■ Hans Eichels Sparpolitik pur ist nicht nur sozial unausgewogen – sie birgt auch Gefahren für die wirtschaftliche Entwicklung
: „Das ist blinder Aktionismus“

Die Steuerquote ist in Deutschland, verglichen mit anderen Ländern, sehr niedrig

taz: Herr Flassbeck, was macht ein Staatssekretär im Ruhestand?

Heiner Flassbeck: Man reist um die Welt, hält Vorträge, sieht sich um und redet mit Kollegen in anderen Ländern.
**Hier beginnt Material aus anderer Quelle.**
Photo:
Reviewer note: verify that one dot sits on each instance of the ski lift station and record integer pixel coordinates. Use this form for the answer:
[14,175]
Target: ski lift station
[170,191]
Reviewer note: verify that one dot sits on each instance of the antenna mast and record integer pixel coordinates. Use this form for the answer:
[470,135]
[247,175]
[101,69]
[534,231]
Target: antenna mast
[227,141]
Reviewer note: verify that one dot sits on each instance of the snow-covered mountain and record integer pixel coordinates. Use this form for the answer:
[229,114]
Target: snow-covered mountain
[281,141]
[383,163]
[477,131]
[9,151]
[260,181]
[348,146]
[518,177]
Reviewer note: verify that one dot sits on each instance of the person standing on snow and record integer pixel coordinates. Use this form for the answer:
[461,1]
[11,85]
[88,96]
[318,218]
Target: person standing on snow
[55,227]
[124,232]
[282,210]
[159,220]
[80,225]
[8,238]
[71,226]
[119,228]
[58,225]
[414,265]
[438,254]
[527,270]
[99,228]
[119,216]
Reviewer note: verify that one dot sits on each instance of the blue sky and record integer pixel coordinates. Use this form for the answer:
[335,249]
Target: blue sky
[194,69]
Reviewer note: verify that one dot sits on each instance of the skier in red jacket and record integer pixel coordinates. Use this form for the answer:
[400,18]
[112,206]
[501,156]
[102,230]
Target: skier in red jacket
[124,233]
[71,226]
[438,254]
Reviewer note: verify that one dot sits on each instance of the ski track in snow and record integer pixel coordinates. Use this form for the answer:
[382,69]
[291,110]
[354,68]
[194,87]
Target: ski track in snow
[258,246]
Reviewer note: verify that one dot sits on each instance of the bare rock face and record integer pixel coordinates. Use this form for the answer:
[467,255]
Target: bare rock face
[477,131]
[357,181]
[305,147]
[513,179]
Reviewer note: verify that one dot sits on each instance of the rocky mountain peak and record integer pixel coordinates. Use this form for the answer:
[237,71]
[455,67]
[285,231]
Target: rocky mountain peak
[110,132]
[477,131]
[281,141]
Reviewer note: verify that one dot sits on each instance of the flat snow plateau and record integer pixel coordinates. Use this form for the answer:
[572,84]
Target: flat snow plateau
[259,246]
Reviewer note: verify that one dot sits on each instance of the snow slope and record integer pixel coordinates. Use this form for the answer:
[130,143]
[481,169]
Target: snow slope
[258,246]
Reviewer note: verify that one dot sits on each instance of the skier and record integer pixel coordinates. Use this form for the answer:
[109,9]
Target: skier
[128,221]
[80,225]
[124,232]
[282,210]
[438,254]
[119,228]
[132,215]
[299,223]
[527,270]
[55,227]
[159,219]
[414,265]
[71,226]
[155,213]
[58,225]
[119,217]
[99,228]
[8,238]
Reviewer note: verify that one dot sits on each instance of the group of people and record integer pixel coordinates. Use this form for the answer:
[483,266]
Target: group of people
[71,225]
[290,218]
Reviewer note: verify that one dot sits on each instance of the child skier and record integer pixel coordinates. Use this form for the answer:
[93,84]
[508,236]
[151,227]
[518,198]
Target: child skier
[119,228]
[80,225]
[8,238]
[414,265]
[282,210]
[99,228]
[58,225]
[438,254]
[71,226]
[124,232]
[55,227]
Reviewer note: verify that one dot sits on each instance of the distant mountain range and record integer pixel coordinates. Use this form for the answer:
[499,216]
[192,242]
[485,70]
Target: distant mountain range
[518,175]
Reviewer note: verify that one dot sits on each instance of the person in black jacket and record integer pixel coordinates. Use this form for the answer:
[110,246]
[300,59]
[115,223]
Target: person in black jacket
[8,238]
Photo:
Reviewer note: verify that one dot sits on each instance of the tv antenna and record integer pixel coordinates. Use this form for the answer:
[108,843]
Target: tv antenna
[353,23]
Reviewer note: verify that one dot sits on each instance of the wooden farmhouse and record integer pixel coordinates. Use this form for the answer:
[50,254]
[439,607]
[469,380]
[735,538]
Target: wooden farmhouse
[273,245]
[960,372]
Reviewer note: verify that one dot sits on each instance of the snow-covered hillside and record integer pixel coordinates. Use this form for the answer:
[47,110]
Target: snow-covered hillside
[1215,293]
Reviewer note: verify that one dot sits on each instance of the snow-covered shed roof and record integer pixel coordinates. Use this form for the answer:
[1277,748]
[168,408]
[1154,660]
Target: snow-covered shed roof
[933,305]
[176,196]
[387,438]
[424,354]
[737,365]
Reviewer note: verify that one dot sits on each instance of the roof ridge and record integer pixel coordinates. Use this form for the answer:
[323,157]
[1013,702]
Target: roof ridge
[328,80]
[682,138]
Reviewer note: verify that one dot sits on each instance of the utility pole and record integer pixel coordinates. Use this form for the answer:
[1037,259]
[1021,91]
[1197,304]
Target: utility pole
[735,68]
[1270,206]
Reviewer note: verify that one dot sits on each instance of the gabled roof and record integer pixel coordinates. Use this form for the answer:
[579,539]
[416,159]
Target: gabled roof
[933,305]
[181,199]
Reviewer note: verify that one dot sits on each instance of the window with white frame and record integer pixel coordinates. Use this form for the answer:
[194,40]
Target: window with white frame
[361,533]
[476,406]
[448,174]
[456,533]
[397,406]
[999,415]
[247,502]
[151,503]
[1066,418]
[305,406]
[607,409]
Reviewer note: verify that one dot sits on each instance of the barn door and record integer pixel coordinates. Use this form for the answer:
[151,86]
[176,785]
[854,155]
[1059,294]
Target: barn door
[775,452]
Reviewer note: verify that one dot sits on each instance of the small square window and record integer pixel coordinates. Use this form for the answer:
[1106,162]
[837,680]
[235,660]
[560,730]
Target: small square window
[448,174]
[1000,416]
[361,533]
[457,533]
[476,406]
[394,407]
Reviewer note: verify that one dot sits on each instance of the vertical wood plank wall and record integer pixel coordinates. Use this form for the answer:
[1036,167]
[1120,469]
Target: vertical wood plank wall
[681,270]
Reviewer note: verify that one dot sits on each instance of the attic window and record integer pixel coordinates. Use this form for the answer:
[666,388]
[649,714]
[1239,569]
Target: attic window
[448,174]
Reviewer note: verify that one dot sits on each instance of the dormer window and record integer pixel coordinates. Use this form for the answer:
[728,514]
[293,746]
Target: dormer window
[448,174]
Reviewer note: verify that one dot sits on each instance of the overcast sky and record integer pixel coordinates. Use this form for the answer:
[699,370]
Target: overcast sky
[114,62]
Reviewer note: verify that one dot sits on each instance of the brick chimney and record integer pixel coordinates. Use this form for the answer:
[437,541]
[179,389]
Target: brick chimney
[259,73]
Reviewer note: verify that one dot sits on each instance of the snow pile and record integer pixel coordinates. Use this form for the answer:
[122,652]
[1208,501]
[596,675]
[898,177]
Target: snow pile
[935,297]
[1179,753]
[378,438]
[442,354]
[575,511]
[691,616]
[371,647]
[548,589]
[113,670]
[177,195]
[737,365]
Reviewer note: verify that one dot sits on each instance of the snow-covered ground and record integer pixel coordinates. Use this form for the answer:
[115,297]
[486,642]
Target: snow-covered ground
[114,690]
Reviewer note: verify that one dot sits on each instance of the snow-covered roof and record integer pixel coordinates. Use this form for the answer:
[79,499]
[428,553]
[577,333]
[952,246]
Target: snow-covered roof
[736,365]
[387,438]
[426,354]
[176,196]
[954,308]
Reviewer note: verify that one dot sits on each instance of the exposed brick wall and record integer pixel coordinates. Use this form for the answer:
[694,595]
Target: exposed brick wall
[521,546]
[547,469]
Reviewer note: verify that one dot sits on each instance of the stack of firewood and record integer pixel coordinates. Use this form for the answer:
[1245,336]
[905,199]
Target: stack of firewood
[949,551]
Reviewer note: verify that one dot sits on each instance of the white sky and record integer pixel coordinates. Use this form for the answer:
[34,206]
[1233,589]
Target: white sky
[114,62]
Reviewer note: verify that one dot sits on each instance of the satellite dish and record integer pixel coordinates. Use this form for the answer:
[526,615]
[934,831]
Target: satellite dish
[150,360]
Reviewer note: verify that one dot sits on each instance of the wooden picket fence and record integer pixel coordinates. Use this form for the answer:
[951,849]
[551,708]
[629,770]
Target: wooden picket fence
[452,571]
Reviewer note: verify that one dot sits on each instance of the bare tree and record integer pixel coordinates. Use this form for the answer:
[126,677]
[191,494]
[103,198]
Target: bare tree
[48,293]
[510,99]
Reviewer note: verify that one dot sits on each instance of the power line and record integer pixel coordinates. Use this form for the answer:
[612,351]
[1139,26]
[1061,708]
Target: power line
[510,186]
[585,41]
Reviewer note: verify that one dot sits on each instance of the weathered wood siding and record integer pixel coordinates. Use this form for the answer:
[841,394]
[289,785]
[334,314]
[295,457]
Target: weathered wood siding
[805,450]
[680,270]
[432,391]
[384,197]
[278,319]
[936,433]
Was haben Sie dabei gelernt?

Ich habe bestätigt gefunden, dass nirgendwo, nicht in den USA und nicht einmal in Großbritannien, eine so rigorose Angebotspolitik verfolgt wird wie jetzt in Deutschland. Verbal wie auch in den Taten gibt es hier eine Radikalisierung, die mir unbegreiflich ist.

Woran liegt das?

Zunächst sicher daran, dass Deutschland wieder einmal versucht, alles besser zu machen als alle anderen. Zum anderen gibt es bis zur Staatssekretärsebene in der Regierung keinen einzigen gesamtwirtschaftlich denkenden Ökonomen. In der Folge setzt sich einzelwirtschaftliches Denken durch, das nun mal leichter zu begreifen ist als gesamtwirtschaftliche Zusammenhänge. Wenn man sagt, es ist beim Staat kein Geld da, meint jeder zu wissen, jetzt müsse gespart werden. Niemand hinterfragt den volkswirtschaftlichen Kontext: Welcher Sektor verschuldet sich anstelle des Staates? Welche gesamtwirtschaftliche Entwicklung ergibt sich daraus, und was kommt dann wieder auf den Staat bei den Einnahmen zu?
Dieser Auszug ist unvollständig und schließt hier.